Seeking to quell a political furor, Branstad asked former Chief Justice Louis Lavarato to examine the firing of Larry Hedlund, a special agent in charge with the Division of Criminal Investigation, and issue a report. The governor said he ordered the review of Hedlund’s accusations that his firing was retaliation for filing an internal complaint about the speeding incident.
“Iowans may continue to have questions and doubts about the allegations made until they know the whole story. I want Iowans to know the truth,” Branstad said in a statement. “Former Chief Justice Louis A. Lavarato is a respected and impartial statesman, and will offer a fresh, independent review of this matter.”
Branstad maintained that any retaliation claims against him were unfounded. Last week, he defended Hedlund’s firing during a news conference and heatedly denounced “false accusations” of retaliation. The governor had called the Iowa Department of Public Safety’s firing of Hedlund “fair and just” and said the disciplinary investigation was independently conducted.
But critics have used the case to raise questions about the governor’s management and special treatment for government officials. The incident also led to revelations that 3,218 license plates for government vehicles in Iowa, including the governor’s SUV, aren’t on record with law enforcement and therefore avoid traffic camera tickets. Branstad also has ordered a review of that practice.
Troy Price, executive director of the Iowa Democratic Party, said the timing of Hedlund’s firing was suspect and questions about it could have been avoided had the matter been handled differently.
“This is just more waste, more taxpayer dollars being spent to investigate something that doesn’t need to be investigated,” he said. “The governor just needs to take responsibility and move on, but he refuses to do that.”
Hedlund reported that the governor’s SUV zipped past him on a highway April 26 doing “a hard 90” and called a dispatcher to send a trooper to investigate. The Chevy Tahoe was clocked traveling 84 mph in a 65-mph zone. After racing to catch up, trooper Matt Eimers ended the pursuit after seeing the vehicle was being driven by fellow trooper Steve Lawrence, who was transporting Branstad and Lt. Gov. Kim Reynolds.
Hedlund filed a complaint April 29, warning Public Safety Commissioner Brian London that the pursuit endangered safety and that the governor should not be considered above the law.
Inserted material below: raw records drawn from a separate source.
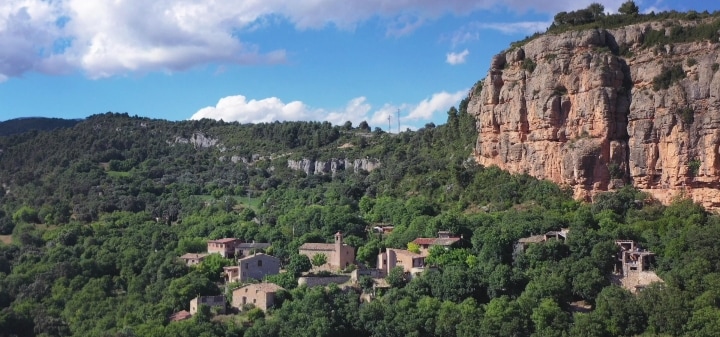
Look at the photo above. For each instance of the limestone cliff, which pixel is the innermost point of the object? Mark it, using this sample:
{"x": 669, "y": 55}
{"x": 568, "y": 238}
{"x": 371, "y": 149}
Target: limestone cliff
{"x": 597, "y": 109}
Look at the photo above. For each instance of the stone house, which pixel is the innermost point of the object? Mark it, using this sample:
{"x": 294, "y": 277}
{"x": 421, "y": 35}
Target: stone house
{"x": 412, "y": 263}
{"x": 224, "y": 247}
{"x": 444, "y": 239}
{"x": 633, "y": 270}
{"x": 261, "y": 295}
{"x": 339, "y": 255}
{"x": 214, "y": 302}
{"x": 523, "y": 243}
{"x": 192, "y": 259}
{"x": 250, "y": 248}
{"x": 257, "y": 267}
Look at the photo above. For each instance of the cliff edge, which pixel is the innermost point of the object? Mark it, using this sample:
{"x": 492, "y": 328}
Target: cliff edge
{"x": 597, "y": 109}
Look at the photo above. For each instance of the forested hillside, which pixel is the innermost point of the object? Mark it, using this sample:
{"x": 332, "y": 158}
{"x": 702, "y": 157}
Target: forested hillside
{"x": 94, "y": 217}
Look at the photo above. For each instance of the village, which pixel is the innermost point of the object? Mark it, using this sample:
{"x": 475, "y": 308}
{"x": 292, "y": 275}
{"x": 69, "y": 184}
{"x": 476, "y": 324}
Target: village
{"x": 632, "y": 270}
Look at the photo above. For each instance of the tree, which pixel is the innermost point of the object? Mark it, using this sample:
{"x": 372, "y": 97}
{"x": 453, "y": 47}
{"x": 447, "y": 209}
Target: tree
{"x": 549, "y": 319}
{"x": 319, "y": 260}
{"x": 629, "y": 8}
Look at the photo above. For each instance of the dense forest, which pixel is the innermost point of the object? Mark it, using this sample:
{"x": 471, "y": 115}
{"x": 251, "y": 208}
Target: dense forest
{"x": 94, "y": 215}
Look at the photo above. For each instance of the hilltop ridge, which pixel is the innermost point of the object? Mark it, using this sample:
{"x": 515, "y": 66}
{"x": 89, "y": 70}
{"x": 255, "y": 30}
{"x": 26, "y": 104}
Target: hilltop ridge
{"x": 596, "y": 109}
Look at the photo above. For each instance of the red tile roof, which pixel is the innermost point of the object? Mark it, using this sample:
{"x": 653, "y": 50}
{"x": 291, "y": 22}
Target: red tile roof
{"x": 436, "y": 241}
{"x": 180, "y": 316}
{"x": 189, "y": 256}
{"x": 424, "y": 241}
{"x": 224, "y": 240}
{"x": 318, "y": 246}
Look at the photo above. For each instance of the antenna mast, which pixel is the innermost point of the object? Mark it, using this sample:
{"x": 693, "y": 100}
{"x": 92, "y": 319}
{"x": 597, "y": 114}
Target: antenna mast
{"x": 398, "y": 120}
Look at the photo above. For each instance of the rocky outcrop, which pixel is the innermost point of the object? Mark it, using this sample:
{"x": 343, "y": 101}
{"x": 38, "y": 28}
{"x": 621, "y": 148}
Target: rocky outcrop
{"x": 331, "y": 166}
{"x": 198, "y": 140}
{"x": 582, "y": 109}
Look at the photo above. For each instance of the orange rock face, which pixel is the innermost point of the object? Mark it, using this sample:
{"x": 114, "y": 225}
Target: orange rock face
{"x": 571, "y": 109}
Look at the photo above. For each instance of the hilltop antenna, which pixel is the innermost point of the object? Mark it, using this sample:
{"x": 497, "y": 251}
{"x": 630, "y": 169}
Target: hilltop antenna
{"x": 398, "y": 120}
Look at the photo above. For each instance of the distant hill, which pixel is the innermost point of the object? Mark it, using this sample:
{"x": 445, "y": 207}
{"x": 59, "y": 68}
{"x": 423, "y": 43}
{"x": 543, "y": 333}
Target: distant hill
{"x": 21, "y": 125}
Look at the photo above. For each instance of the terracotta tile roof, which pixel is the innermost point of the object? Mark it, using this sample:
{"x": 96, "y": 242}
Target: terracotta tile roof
{"x": 446, "y": 241}
{"x": 424, "y": 241}
{"x": 189, "y": 256}
{"x": 318, "y": 246}
{"x": 224, "y": 240}
{"x": 436, "y": 241}
{"x": 180, "y": 316}
{"x": 253, "y": 245}
{"x": 407, "y": 253}
{"x": 264, "y": 287}
{"x": 255, "y": 256}
{"x": 532, "y": 239}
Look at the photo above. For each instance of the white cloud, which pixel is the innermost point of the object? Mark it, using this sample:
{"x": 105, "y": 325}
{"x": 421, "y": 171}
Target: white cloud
{"x": 439, "y": 102}
{"x": 526, "y": 27}
{"x": 108, "y": 37}
{"x": 238, "y": 108}
{"x": 457, "y": 58}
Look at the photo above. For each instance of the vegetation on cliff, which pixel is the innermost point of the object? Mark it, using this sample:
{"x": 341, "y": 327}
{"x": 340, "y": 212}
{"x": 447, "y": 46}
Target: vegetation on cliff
{"x": 95, "y": 216}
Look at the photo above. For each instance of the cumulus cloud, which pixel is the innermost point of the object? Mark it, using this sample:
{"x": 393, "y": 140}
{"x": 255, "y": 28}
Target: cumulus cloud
{"x": 439, "y": 102}
{"x": 106, "y": 37}
{"x": 239, "y": 109}
{"x": 457, "y": 58}
{"x": 525, "y": 27}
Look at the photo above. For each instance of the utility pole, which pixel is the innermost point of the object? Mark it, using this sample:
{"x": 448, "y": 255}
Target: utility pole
{"x": 398, "y": 120}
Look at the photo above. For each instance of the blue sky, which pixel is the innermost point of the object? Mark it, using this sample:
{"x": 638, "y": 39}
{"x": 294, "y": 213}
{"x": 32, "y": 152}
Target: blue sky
{"x": 262, "y": 60}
DCI Director Chari Paulson responded by asking Hedlund why he was driving his state vehicle on a vacation day, and within days the 25-year veteran was placed on administrative leave.
Hedlund, who said he had worked part of that day, had no prior discipline and was known as a sharp investigator, winning a 2008 award for assisting crime victims.
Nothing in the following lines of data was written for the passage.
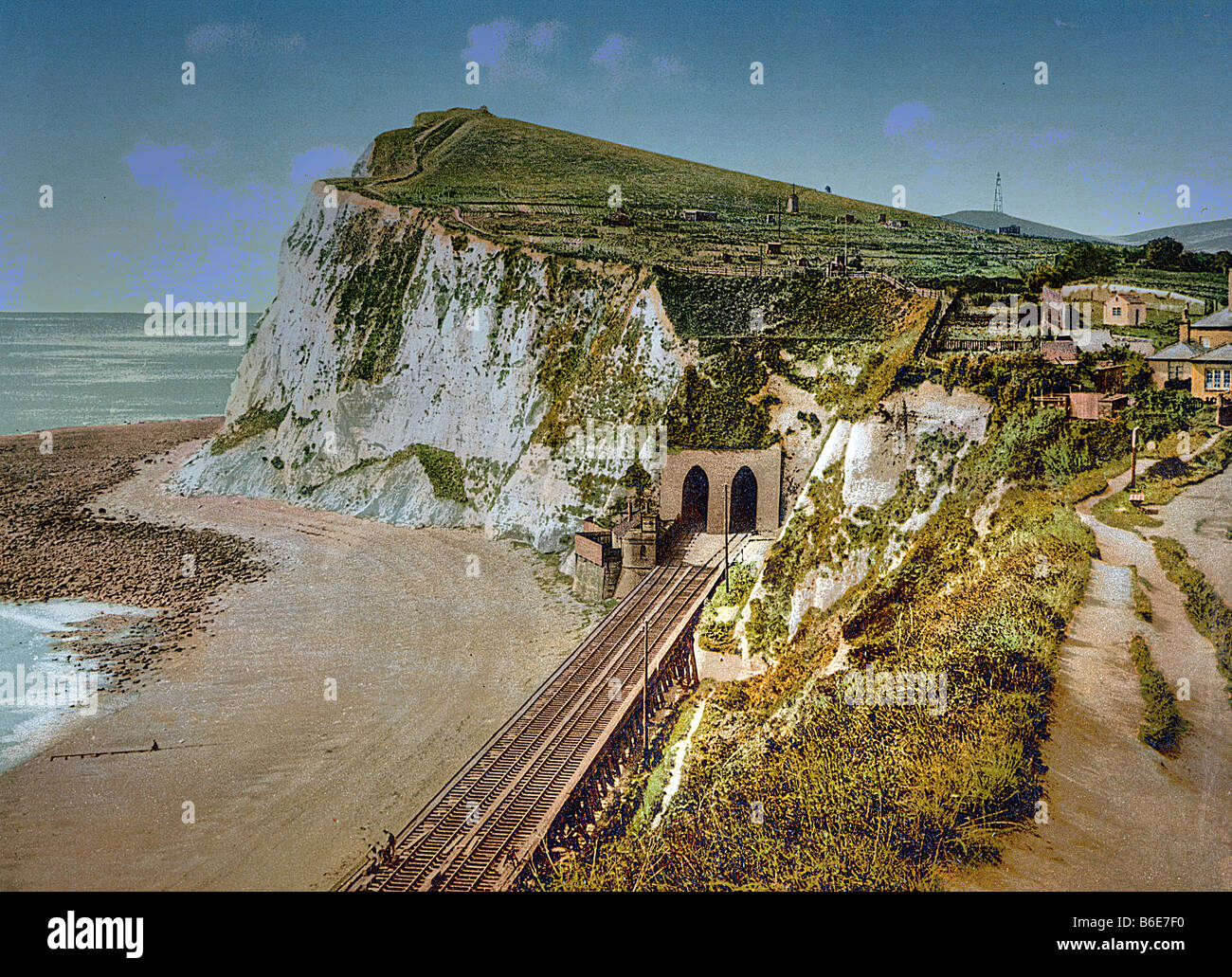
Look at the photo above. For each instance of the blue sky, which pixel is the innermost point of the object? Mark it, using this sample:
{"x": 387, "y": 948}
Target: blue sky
{"x": 164, "y": 188}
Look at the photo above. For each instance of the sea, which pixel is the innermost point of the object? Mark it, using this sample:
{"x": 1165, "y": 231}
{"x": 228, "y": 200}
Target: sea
{"x": 62, "y": 370}
{"x": 42, "y": 686}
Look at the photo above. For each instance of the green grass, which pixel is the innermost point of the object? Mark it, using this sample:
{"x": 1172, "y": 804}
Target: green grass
{"x": 251, "y": 423}
{"x": 1162, "y": 723}
{"x": 443, "y": 468}
{"x": 1161, "y": 483}
{"x": 861, "y": 797}
{"x": 1204, "y": 606}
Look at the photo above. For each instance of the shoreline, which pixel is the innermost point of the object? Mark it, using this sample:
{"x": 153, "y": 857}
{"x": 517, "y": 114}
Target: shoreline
{"x": 274, "y": 785}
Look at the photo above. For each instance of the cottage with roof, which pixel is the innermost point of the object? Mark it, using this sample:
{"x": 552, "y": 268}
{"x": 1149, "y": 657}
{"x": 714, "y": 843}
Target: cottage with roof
{"x": 1060, "y": 352}
{"x": 1211, "y": 331}
{"x": 1121, "y": 309}
{"x": 1212, "y": 373}
{"x": 1171, "y": 366}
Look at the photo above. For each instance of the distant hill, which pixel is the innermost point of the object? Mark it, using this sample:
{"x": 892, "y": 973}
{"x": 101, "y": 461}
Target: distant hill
{"x": 1207, "y": 235}
{"x": 990, "y": 221}
{"x": 472, "y": 154}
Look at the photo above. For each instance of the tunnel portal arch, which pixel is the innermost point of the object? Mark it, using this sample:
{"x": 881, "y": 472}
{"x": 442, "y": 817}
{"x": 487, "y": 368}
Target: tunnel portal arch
{"x": 752, "y": 479}
{"x": 695, "y": 497}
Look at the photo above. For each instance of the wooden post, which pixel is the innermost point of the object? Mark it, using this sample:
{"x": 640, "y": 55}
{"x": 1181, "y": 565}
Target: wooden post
{"x": 726, "y": 524}
{"x": 1133, "y": 457}
{"x": 645, "y": 681}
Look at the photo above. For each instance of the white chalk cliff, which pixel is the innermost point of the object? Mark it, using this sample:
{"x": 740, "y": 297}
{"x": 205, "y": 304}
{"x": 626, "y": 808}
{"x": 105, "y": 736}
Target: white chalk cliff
{"x": 422, "y": 377}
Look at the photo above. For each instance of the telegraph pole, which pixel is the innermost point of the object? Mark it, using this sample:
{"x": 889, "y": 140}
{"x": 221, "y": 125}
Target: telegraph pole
{"x": 726, "y": 524}
{"x": 645, "y": 681}
{"x": 1133, "y": 457}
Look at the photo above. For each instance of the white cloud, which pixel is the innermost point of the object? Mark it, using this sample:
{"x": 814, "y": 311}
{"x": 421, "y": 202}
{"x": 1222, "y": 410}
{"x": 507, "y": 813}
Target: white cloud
{"x": 508, "y": 50}
{"x": 209, "y": 38}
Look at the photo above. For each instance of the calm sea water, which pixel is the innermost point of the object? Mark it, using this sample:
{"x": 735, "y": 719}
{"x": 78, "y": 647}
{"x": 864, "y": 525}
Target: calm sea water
{"x": 58, "y": 370}
{"x": 41, "y": 690}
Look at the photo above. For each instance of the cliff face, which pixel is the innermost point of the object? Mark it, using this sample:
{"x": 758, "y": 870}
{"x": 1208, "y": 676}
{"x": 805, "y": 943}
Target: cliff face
{"x": 875, "y": 483}
{"x": 426, "y": 378}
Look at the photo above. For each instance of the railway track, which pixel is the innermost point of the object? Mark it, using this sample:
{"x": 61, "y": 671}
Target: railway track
{"x": 480, "y": 830}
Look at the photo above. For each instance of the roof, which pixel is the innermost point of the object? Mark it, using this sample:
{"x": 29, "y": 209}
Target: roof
{"x": 1084, "y": 405}
{"x": 1219, "y": 355}
{"x": 1221, "y": 319}
{"x": 1059, "y": 352}
{"x": 1178, "y": 352}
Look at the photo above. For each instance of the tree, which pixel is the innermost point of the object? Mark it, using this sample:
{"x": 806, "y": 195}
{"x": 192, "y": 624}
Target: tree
{"x": 636, "y": 479}
{"x": 1163, "y": 253}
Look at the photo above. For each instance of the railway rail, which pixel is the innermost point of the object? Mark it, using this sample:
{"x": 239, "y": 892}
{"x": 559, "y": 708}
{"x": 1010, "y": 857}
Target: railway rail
{"x": 551, "y": 759}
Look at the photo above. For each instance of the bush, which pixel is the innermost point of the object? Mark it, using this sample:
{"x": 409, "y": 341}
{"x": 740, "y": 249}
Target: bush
{"x": 1162, "y": 723}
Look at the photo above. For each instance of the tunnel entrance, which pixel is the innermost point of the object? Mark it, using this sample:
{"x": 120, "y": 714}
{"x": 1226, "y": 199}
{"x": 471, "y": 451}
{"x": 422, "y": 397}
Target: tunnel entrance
{"x": 695, "y": 497}
{"x": 744, "y": 501}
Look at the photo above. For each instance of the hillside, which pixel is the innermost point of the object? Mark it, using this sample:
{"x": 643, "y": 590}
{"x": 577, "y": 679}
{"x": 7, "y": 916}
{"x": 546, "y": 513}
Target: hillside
{"x": 1207, "y": 235}
{"x": 990, "y": 221}
{"x": 517, "y": 184}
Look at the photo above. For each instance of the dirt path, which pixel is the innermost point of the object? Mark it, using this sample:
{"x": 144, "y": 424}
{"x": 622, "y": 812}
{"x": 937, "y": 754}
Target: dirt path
{"x": 1120, "y": 815}
{"x": 288, "y": 787}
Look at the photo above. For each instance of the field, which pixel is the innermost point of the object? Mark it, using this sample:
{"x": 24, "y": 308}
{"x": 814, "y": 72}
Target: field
{"x": 522, "y": 184}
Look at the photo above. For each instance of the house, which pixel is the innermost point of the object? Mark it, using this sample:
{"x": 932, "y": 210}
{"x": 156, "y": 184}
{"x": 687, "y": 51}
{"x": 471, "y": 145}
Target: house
{"x": 1109, "y": 377}
{"x": 1095, "y": 406}
{"x": 596, "y": 565}
{"x": 1171, "y": 366}
{"x": 1125, "y": 309}
{"x": 1211, "y": 373}
{"x": 1060, "y": 352}
{"x": 1211, "y": 331}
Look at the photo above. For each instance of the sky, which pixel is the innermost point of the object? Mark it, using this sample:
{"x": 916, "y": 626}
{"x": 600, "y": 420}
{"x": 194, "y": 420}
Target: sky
{"x": 158, "y": 186}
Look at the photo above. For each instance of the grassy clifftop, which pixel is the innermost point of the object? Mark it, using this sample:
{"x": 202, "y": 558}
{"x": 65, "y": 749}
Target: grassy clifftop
{"x": 521, "y": 184}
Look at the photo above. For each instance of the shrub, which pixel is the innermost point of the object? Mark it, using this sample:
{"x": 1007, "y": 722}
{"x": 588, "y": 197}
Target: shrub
{"x": 1162, "y": 723}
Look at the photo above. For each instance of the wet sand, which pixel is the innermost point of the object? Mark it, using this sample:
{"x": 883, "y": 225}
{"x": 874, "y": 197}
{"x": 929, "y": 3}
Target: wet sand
{"x": 1121, "y": 816}
{"x": 272, "y": 784}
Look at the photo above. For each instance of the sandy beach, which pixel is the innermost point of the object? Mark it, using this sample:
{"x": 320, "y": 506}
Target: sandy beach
{"x": 265, "y": 778}
{"x": 1121, "y": 816}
DPS fired Hedlund last week for what it called unbecoming conduct, which included sending “negative and disrespectful” emails in which he criticized Paulson’s policies and leadership to subordinates. Hedlund, 55, has pledged to file a wrongful termination lawsuit.
The department has also launched a review of the actions of Eimers and Lawrence after audio and video of the incident was released this month. Branstad has said that review should be completed this week.
In his letter appointing Lavarato, Branstad said he’s asked state employees to cooperate with the investigation, and that Lavarato has “complete autonomy” to conduct interviews and request documents as needed. Branstad appointed Lavarato to the high court in 1986, and he served for 20 years, retiring in 2006. Lavarato was chief justice for the final six years.
Hedlund and his attorney, Tom Duff, have not accused Branstad of personally retaliating against him. They allege that Hedlund’s DPS superiors did so. They also say they are not aware of any personnel complaints being filed against Hedlund before the speeding incident, as Branstad claims.
Hedlund said Friday it was too soon for him to respond to the development, and that he would need to consult with Duff. The two are reviewing a 500-page disciplinary report, considered confidential under Iowa law.
Branstad last week called on the two to release the report, saying it would show Hedlund was fired for the good of the department — but they hadn’t received the document by then.